In other words, the “Great Retirement” of 2021 and 2022 has transformed into what some labor economists call the “Great Remain,” a job market with lower levels of hiring, retirement, and layoffs.
“Pandemic-era labor market disruptions are increasingly in the rearview mirror,” said Julia Pollack, chief economist at ZipRecruiter.
How has the job market changed?
Employers rushed to hire as the U.S. economy restarted from a coronavirus-induced lull. As companies compete for talent, the number of job openings has increased to historic levels, unemployment has fallen to its lowest level since the late 1960s, and wages have grown at the fastest pace in decades.
More than 50 million workers will quit their jobs in 2022, breaking the record set the previous year, attracted by more fulfilling job opportunities in other countries.
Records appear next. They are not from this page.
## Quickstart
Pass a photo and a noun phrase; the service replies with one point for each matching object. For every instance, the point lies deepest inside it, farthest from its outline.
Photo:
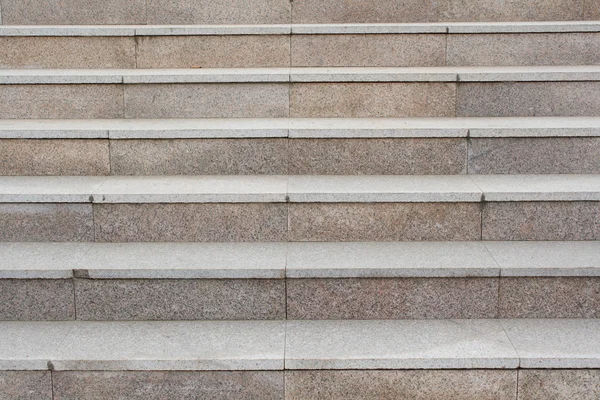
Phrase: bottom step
(434, 359)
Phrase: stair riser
(272, 222)
(304, 299)
(401, 156)
(301, 100)
(348, 50)
(137, 12)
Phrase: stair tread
(301, 74)
(298, 188)
(277, 345)
(298, 260)
(300, 128)
(283, 29)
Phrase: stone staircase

However, the labor market is gradually cooling down.
Alison Shrivastava, an economist at job site Indeed, said that job turnover “reached a feverish peak in 2022 and is now below where it was before the pandemic began.”
Hiring rates have slowed to the lowest level since 2013, excluding the early days of the pandemic. However, the number of layoffs remains low by historical standards.
This dynamic of more people staying in their jobs despite low layoffs and unemployment rates “suggests that as more employees stay in their current jobs, employers continue to retain their workforce.” said Shrivastava.
Great reason for a great stay
ZipRecruiter’s Pollack said employer “scars” are a major factor in so-called great stays.
Companies are now reluctant to lay off employees, having struggled to hire and retain them just a few years ago.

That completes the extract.